El Centro. En las Artes Marciales Filosóficas, el concepto de Centro es fundamental, muchos maestros hablan de “mantener el centro”, de “no dejar el centro”, “concentrarse” y así sucesivamente, innumerables formas de expresar esta parte fundamental de la verdadera práctica de las Artes Marciales.
 ¿Pero que es el Centro? ¿Es un lugar físico? ¿El centro del dojo? ¿Es el equilibrio del cuerpo? ¿De qué Centro hablamos cuando nos referimos a él?
 En las Artes Marciales Filosóficas, cuando se habla del Centro no se refiere ni a un lugar físico ni es algo relacionado con el cuerpo del practicante.
 
El Centro es una posición interna, una actitud filosófica y espiritual ante la vida. El centro es mantener el dominio de uno mismo ante las circunstancias, cualesquiera ellas sean. Por ejemplo, en combate, cuando recibimos un golpe “tonto” o cuando alguien de menor grado nos golpea, se nos transforma el rostro, el caballo del orgullo sufre el impacto e inmediatamente trata de volver a lucirse, ya sea por la imposición física o denigrando al otro; eso indica que se ha “perdido el centro”.
 
La persona que está centrada no reacciona ni con furia ni con desazón, no busca la revancha ni rehuye del combate, esta persona se controla a sí misma, busca en su interior donde estuvo su error, y procura corregirlo y mejorarse, esta es su victoria, es la victoria sobre sí mismo.
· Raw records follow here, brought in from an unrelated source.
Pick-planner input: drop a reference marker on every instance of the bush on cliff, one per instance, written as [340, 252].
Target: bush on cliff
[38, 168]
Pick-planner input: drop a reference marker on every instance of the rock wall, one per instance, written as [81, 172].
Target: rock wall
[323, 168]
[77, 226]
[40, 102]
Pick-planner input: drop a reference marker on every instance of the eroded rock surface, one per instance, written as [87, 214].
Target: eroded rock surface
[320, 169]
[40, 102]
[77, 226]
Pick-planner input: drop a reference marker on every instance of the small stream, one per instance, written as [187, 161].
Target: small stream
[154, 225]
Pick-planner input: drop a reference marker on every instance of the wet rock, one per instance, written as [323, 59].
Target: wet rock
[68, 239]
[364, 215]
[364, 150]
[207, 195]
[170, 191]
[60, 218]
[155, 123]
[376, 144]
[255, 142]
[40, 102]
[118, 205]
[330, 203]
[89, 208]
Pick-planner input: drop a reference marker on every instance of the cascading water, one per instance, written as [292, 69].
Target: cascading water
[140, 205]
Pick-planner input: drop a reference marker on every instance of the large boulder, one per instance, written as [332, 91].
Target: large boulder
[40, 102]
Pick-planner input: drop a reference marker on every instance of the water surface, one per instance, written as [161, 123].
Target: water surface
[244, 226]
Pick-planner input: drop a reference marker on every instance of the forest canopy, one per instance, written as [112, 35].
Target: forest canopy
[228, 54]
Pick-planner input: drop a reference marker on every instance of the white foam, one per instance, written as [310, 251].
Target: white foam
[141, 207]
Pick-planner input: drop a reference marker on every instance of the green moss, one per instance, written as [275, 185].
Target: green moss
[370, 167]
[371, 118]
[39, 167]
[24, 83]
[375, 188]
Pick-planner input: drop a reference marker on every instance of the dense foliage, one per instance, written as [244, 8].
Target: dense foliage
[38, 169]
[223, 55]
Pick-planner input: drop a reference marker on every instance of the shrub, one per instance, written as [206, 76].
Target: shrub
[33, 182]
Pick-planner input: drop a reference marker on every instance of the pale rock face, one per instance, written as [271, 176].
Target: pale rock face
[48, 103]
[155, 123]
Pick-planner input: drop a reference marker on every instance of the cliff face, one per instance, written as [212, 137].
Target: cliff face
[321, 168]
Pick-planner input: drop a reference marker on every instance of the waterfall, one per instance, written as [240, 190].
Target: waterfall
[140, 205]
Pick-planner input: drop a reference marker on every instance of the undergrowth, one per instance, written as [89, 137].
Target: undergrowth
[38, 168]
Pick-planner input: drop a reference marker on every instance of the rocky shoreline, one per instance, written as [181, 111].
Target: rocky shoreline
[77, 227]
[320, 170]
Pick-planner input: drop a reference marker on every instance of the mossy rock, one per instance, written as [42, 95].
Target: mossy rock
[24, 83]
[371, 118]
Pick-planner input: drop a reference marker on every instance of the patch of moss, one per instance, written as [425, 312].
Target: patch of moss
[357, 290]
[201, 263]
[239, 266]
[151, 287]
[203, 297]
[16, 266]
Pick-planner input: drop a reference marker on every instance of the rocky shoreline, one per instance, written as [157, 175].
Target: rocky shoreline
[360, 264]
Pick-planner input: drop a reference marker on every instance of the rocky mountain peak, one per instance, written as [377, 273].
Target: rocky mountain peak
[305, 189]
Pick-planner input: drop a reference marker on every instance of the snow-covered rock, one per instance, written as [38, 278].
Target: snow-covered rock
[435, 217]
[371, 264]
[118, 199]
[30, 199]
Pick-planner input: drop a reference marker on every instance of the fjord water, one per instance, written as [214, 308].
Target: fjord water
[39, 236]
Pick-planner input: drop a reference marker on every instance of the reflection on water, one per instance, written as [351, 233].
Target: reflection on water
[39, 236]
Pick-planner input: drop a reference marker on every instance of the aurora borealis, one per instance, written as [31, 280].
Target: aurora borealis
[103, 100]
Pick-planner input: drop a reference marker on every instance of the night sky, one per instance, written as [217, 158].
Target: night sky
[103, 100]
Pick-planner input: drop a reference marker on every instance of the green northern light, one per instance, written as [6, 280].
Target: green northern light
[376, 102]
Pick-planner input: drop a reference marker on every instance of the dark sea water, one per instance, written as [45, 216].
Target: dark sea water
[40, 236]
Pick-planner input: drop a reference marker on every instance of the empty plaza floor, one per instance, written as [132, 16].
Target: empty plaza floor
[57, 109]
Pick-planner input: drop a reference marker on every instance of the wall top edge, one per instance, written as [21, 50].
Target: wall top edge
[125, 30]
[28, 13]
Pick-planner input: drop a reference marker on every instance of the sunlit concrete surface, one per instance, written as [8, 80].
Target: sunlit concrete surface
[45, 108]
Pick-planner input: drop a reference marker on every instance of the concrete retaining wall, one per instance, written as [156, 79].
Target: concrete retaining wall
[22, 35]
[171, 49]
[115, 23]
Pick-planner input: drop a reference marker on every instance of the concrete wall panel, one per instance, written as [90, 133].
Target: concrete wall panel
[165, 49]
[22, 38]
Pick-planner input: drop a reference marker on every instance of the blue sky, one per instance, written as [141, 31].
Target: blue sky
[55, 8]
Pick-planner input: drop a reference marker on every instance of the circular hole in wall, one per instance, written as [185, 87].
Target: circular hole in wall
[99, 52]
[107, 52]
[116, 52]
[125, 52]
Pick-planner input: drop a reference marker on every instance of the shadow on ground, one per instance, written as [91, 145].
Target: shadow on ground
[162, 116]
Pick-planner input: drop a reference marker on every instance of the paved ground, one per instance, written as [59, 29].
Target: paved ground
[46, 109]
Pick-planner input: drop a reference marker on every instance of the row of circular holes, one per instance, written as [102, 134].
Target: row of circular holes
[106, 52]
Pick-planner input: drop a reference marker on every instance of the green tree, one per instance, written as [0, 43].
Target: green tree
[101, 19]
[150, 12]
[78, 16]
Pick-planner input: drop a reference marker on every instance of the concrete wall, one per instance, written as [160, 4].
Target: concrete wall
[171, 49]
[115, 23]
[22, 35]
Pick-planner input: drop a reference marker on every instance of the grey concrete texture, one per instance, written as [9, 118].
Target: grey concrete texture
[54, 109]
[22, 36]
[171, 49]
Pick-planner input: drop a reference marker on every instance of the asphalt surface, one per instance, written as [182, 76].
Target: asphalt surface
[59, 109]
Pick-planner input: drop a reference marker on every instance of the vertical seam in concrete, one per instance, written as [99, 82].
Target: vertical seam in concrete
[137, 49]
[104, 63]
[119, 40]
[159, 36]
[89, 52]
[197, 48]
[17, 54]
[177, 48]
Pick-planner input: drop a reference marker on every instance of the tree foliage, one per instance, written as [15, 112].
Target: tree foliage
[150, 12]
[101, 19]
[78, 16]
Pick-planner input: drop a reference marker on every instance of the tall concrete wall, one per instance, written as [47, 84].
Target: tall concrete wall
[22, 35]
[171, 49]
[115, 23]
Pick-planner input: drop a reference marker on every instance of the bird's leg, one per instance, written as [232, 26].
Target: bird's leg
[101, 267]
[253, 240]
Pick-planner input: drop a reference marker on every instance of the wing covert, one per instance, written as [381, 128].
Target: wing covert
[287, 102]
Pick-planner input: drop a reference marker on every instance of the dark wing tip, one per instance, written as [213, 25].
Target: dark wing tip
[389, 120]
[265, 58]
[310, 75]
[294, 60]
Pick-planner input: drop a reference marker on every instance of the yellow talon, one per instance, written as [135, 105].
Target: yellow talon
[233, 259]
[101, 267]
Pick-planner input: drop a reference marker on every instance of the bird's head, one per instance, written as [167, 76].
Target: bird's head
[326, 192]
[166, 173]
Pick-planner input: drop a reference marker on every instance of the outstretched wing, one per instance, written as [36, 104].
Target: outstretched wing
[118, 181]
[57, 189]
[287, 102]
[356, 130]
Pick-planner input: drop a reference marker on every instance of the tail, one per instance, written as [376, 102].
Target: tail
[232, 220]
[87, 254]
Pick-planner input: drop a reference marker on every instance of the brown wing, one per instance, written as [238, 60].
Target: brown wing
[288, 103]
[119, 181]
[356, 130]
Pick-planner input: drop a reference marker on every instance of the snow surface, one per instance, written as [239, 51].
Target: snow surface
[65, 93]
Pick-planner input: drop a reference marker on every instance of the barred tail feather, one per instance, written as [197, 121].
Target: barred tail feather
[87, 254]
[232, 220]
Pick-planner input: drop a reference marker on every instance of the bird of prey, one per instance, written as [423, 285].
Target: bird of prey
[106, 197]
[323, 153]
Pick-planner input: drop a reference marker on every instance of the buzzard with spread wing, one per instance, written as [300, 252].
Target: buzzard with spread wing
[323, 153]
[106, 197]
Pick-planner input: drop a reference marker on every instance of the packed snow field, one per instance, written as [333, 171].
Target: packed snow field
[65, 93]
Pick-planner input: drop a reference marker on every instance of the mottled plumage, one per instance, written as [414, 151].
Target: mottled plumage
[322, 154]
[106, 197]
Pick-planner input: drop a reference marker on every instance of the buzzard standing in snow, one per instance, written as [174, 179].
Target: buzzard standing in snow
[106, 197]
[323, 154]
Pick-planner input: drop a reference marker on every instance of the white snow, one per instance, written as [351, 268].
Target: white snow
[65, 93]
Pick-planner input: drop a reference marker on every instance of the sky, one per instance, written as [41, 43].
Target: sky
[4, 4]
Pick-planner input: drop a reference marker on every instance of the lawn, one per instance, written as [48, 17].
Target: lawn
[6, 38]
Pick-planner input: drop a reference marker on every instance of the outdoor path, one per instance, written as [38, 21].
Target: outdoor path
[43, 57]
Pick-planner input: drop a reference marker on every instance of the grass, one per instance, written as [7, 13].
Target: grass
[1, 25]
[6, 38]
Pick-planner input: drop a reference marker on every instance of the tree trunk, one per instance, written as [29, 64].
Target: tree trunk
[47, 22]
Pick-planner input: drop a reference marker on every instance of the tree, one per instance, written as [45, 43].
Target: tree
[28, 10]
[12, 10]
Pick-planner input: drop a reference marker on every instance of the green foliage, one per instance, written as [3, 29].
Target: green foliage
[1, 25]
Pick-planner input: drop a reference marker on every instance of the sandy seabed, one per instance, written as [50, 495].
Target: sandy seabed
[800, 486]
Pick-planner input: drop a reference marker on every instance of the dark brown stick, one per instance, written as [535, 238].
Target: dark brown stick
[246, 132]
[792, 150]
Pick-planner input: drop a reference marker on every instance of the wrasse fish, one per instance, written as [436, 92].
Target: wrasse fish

El centro es algo que requiere disciplina y esfuerzo constante, y una vez adquirido debe lucharse por mantenerseen el. ¿Por qué? Simplemente porque no somos capaces de mantenernos concentrados y atentos a nuestro interior en todo momento. Porque requiere atención y cuidado permanentes, de las emociones, los pensamientos y de nuestras acciones.
 
Adquirirlo no es una cuestión solo de decir “Estoy centrado, estoy tranquilo”, es vivirlo, es estarlo y actuar en consecuencia a esa posición interna. Tampoco es algo que solo debamos tener mientras estamos en el dojo, practicando con nuestros maestros y nuestros compañeros. Es algo que debemos llevar afuera, y con él enfrentar las dificultades que se nos presentan. Por ello cuando la Filosofía ilumina las Artes Marciales se transforma en un camino de vida, un DO, porque hacen del hombre alguien mejor, hacen del practicante un hombre de bien, que sabe controlarse, que sabe que es lo justo y lo correcto, y que siempre dará buen uso a los conocimientos que posee.
 
No es algo que se nos pueda dar, es algo que depende pura y exclusivamente del esfuerzo individual. No puede venir una fuerza exterior y “ponerme en el centro”. Requiere que haya una voluntad y un accionar del individuo en pos de ello. Requiere también de buenos Maestros que nos muestren cuál es el camino, que lo iluminen porque ellos ya lo han recorrido y conocen algunos de sus agujeros y vueltas, en los que ellos ya han caído y de los cuáles se han recobrado. Por supuesto que es inevitable que el practicante sufra caídas y golpes varios en ese camino, pero también ellos son importantes para el crecimiento, porque son esas caídas y golpes los que enseñan a sobreponerse a las dificultades, son los “regalos velados” que la vida nos entrega, para que podamos practicar como mantenernos EN EL CENTRO, una y mil veces.